Soutenue par l’UE, la Lituanie se défend
Les relations entre la Russie et la Lituanie (ainsi qu’avec les deux autres États baltes) sont délicates depuis plusieurs années. La Lituanie a été la première république soviétique à déclarer son indépendance en 1990. Et comme la Lettonie et l’Estonie, elle est membre de l’OTAN et de l’UE depuis 2000. Mais cet épisode a un peu plus changé la donne.
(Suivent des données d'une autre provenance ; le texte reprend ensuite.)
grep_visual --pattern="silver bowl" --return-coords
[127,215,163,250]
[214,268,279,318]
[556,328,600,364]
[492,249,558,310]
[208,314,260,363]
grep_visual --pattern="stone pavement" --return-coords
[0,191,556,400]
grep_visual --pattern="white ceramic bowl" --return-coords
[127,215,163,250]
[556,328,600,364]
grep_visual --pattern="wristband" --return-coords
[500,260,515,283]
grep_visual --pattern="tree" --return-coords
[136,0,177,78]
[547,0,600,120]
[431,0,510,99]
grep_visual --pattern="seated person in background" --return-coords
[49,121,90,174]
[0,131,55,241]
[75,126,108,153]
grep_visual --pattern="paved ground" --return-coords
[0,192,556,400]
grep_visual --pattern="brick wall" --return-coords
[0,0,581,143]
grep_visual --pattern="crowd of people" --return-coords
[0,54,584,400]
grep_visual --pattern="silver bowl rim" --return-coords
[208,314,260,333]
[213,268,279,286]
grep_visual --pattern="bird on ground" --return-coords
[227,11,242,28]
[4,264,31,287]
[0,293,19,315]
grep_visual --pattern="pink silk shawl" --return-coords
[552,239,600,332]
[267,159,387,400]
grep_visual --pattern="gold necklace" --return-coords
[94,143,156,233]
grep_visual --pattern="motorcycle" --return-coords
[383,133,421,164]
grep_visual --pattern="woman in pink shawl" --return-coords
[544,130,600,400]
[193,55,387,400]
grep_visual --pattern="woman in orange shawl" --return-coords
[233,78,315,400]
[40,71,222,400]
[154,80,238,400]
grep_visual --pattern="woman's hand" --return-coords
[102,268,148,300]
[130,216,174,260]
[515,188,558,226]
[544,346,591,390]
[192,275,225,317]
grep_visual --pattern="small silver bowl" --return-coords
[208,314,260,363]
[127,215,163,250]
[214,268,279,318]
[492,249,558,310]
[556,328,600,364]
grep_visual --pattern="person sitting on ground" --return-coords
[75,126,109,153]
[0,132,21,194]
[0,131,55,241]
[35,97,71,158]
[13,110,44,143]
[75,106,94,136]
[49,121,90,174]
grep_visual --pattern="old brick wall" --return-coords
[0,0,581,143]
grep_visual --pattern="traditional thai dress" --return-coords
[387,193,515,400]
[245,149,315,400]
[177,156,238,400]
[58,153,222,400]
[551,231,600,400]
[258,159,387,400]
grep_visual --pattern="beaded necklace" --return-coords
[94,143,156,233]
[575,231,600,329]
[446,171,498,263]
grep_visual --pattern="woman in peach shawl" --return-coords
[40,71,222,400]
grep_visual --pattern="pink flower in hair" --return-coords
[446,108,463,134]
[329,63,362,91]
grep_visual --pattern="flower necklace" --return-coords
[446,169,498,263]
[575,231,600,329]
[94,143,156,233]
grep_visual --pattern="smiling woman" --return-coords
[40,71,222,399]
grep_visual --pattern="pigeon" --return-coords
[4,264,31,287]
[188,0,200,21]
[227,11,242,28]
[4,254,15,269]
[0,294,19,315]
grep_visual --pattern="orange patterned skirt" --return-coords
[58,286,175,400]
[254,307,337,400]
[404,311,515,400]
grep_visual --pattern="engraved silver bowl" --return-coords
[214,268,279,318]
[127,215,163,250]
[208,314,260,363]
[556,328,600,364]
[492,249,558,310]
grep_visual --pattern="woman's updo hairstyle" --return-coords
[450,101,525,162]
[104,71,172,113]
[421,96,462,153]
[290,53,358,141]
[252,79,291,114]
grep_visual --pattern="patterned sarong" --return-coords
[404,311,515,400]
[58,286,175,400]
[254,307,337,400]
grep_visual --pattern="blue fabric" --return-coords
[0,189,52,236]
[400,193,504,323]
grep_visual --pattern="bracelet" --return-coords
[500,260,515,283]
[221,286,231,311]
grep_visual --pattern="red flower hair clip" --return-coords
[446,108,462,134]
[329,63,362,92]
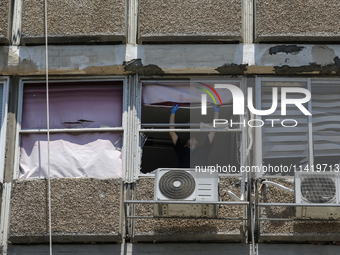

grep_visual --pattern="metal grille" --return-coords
[158,170,196,199]
[301,175,336,203]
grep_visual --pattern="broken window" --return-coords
[257,78,309,175]
[140,80,241,174]
[19,81,123,178]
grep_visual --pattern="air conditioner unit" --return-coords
[295,172,340,219]
[154,169,218,217]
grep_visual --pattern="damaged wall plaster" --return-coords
[135,178,243,240]
[9,178,122,243]
[21,0,125,42]
[255,0,340,41]
[139,0,242,37]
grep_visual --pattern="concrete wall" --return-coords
[256,0,340,41]
[133,178,244,241]
[139,0,242,41]
[260,177,340,242]
[0,0,10,43]
[22,0,125,43]
[9,178,122,243]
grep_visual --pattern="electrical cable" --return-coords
[45,0,52,255]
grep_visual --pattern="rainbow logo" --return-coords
[196,82,222,106]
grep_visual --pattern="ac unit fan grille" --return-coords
[158,170,195,199]
[301,177,336,203]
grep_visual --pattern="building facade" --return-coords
[0,0,340,254]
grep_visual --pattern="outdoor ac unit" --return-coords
[295,172,340,219]
[154,169,218,217]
En réponse aux accusations russes de mesures “hostiles”, les autorités lituaniennes ont précisé que leurs restrictions ne sont que l’application de solutions européennes à Moscou. “Les transports à destination et en provenance de Kaliningrad n’ont pas été arrêtés. Les trains de voyageurs continuent de circuler, ainsi que le transport de marchandises qui ne sont pas soumis à des sanctions”, a déclaré Lina Laurinaite-Griegie, porte-parole du service des douanes lituanien.
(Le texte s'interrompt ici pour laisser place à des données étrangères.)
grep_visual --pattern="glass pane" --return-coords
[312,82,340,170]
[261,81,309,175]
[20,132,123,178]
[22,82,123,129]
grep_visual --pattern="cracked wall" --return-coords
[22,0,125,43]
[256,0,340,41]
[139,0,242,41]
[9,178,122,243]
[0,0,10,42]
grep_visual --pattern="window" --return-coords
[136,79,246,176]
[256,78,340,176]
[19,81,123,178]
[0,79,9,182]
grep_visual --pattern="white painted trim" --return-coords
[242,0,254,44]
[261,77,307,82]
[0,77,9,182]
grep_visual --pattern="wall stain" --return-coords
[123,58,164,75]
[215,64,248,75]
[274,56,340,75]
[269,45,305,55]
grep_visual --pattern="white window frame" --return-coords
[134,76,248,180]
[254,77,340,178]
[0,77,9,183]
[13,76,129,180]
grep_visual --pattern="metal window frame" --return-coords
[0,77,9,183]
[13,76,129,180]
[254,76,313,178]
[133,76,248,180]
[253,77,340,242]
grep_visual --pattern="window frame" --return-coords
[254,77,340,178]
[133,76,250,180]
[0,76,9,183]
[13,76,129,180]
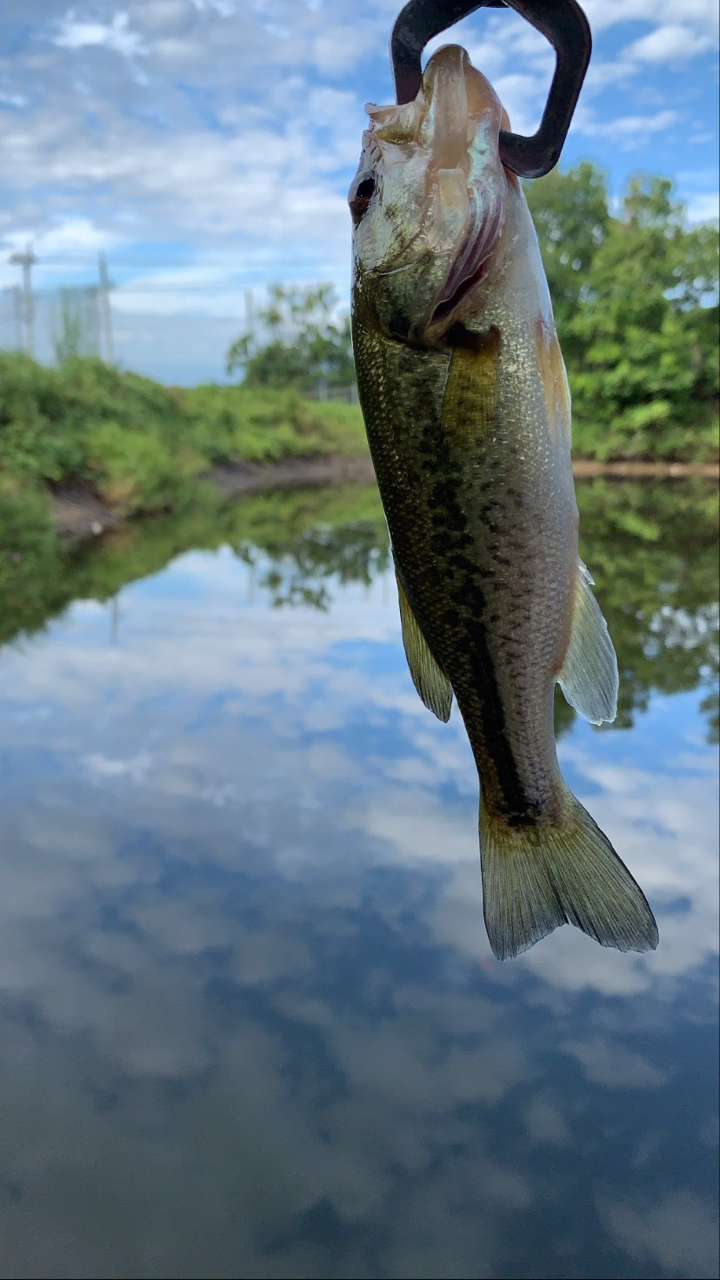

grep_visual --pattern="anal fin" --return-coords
[396,575,452,723]
[557,561,618,724]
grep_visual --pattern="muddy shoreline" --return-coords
[50,454,720,539]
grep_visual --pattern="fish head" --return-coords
[348,45,507,347]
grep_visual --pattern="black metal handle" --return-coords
[391,0,592,178]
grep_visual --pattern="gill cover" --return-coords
[350,45,509,340]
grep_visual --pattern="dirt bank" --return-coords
[51,454,720,538]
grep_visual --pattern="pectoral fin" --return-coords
[557,561,618,724]
[396,575,452,723]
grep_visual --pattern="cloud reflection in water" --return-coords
[0,483,717,1276]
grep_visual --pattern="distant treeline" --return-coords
[228,164,719,462]
[0,353,365,519]
[0,164,719,535]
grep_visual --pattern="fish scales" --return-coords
[351,46,657,957]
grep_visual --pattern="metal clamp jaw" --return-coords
[391,0,592,178]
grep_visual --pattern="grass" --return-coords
[0,353,366,515]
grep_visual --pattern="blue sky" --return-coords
[0,0,717,383]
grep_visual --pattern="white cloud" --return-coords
[600,1189,717,1280]
[50,9,147,58]
[560,1037,669,1089]
[624,23,712,63]
[685,191,720,225]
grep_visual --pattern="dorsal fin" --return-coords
[557,561,618,724]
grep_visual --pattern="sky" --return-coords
[0,0,717,384]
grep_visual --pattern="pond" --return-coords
[0,481,717,1280]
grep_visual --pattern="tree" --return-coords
[528,164,719,461]
[227,284,355,392]
[524,161,610,362]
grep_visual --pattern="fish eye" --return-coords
[348,173,375,225]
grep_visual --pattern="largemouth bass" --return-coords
[350,45,657,959]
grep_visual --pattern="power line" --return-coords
[8,244,37,360]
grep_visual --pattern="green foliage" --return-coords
[527,164,720,462]
[0,353,365,515]
[227,284,355,392]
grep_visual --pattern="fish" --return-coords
[348,45,657,960]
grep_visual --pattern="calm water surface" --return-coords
[0,483,717,1277]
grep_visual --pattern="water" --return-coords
[0,483,717,1277]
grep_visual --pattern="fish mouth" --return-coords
[430,197,505,325]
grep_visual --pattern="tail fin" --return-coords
[480,791,657,960]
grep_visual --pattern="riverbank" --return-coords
[0,352,719,542]
[50,453,720,539]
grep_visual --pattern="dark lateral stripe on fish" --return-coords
[407,401,538,826]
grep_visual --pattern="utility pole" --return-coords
[13,284,23,351]
[10,244,37,358]
[97,253,115,365]
[85,284,101,356]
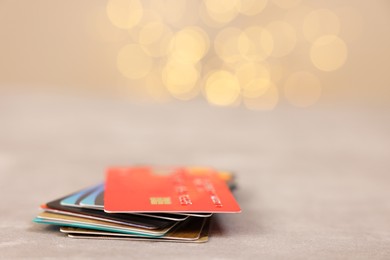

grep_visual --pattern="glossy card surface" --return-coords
[104,167,241,213]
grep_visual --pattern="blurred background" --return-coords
[0,0,390,259]
[0,0,390,107]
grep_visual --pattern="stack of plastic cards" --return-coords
[34,167,241,243]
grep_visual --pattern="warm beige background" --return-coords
[0,0,390,104]
[0,0,390,259]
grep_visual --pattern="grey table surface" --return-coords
[0,94,390,259]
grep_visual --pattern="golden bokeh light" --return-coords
[214,27,242,63]
[204,70,240,106]
[284,71,321,107]
[243,82,279,111]
[138,22,173,57]
[102,0,359,110]
[162,59,200,100]
[172,27,210,63]
[143,68,170,102]
[272,0,302,8]
[236,62,271,92]
[239,0,268,16]
[107,0,143,29]
[266,21,297,57]
[117,44,153,79]
[238,26,274,61]
[310,35,348,71]
[303,9,340,42]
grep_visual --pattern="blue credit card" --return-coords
[61,184,104,207]
[33,217,168,237]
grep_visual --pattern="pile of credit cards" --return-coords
[34,166,241,243]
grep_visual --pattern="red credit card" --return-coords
[104,167,241,213]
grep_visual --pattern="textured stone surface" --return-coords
[0,95,390,259]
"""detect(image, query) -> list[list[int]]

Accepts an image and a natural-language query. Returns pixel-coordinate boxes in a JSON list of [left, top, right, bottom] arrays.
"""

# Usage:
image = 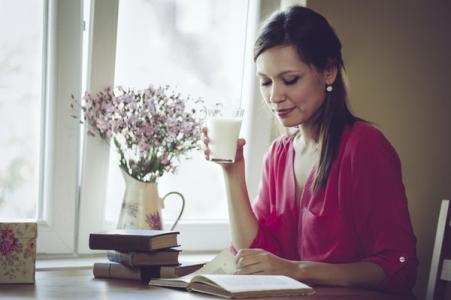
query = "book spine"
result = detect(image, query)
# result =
[[89, 234, 151, 251], [106, 251, 135, 267], [93, 263, 142, 280]]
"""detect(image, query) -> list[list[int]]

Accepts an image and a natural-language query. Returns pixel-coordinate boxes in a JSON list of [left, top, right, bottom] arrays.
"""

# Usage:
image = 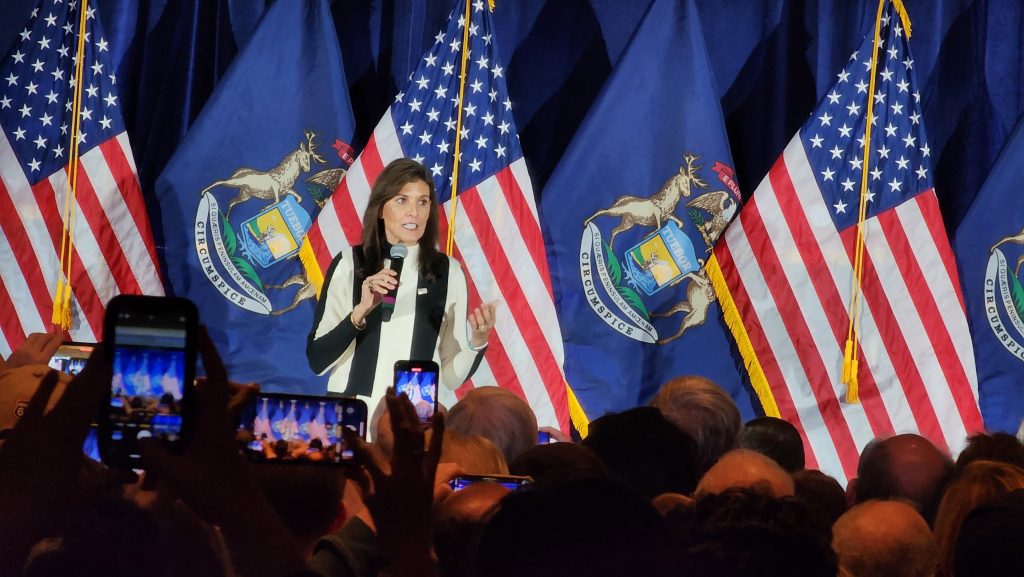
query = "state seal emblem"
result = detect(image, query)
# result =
[[984, 230, 1024, 361], [580, 154, 740, 344], [195, 130, 353, 315]]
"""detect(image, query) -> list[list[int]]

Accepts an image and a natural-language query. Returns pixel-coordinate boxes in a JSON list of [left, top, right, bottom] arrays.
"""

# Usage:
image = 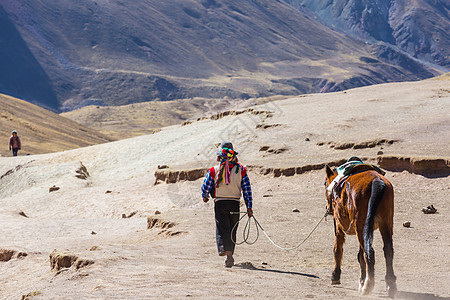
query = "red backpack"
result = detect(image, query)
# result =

“La Lituanie ne fait rien et les sanctions européennes sont entrées en vigueur le 17 juin.
Gabrielius Landsbergis, chef de la diplomatie lituanienne
lors d’un discours lors d’un voyage au Luxembourg
“La Lituanie n’a introduit aucune mesure de transit unilatérale, individuelle ou supplémentaire”, a déclaré le ministre lituanien des Affaires étrangères dans un communiqué.Le pays applique diverses sanctions de l’UE, qui prévoient toutes des périodes de transition et des délais différents.
Le chef de la diplomatie européenne, Josep Borrell, a confirmé ces propos. “Le transit par voie terrestre entre la Russie et Kaliningrad n’a pas été arrêté ou interdit. Le transit de passagers et de marchandises se poursuit. Il n’y a pas de blocus”, a-t-il déclaré lors d’une réunion des ministres des Affaires étrangères de l’UE à Luxembourg. Kyiv a également soutenu Vilnius. “La Russie n’a pas le droit de menacer la Lituanie”, a écrit sur Twitter le ministre ukrainien des Affaires étrangères Dmytro Kuleba.
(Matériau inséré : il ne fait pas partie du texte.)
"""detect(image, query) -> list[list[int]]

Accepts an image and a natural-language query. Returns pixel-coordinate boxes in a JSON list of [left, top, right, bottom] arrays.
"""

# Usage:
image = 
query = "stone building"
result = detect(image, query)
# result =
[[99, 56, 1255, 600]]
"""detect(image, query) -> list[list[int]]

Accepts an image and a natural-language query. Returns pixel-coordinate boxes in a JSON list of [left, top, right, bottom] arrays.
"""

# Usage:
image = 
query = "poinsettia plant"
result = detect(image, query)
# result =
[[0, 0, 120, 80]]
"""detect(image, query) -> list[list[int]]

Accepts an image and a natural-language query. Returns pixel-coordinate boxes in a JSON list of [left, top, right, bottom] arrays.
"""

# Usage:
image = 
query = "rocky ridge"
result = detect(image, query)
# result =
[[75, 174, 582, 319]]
Territoire russe stratégique hautement militarisé
Ce qui est maintenant la région de Kaliningrad (anciennement connue sous le nom de Koenigsberg) a fait partie de la Prusse pendant des siècles, puis de l’Allemagne. Elle a été conquise par l’Union soviétique à l’Allemagne nazie en 1945. Après la fin de l’URSS et l’indépendance des États baltes au début des années 1990, l’enclave de 15 000 km2 (équivalent à deux départements français) a été séparée du reste de la Russie. Mais pour lui, il restait un atout stratégique important, tant économiquement que militairement. L’enclave possède deux ports libres de glace – Kaliningrad et Baltiysk – et des liaisons routières et ferroviaires pour le commerce avec ses voisins. Kaliningrad est avant tout un poste militaire russe en Europe : une zone particulièrement isolée stratégiquement dans le contexte de tensions exacerbées entre Moscou et les pays occidentaux autour de la guerre en Ukraine.
Le territoire a une importante tradition militaire. Ainsi, il a servi de forteresse défensive pendant la guerre froide. Face à l’élargissement de l’OTAN, Moscou y a renforcé sa présence militaire, notamment en y organisant d’importantes manœuvres. Ce dernier, entre le 9 et le 19 juin, a mobilisé 10 000 hommes et 60 bateaux, selon Interfax. Le quartier général de la flotte russe de la Baltique est également situé à Kaliningrad. Ces dernières années, des missiles capables d’emporter des têtes nucléaires et des systèmes de défense aérienne y ont été installés. En février, la Russie y a également déployé des missiles hypersoniques, juste avant que ses troupes n’entrent en Ukraine.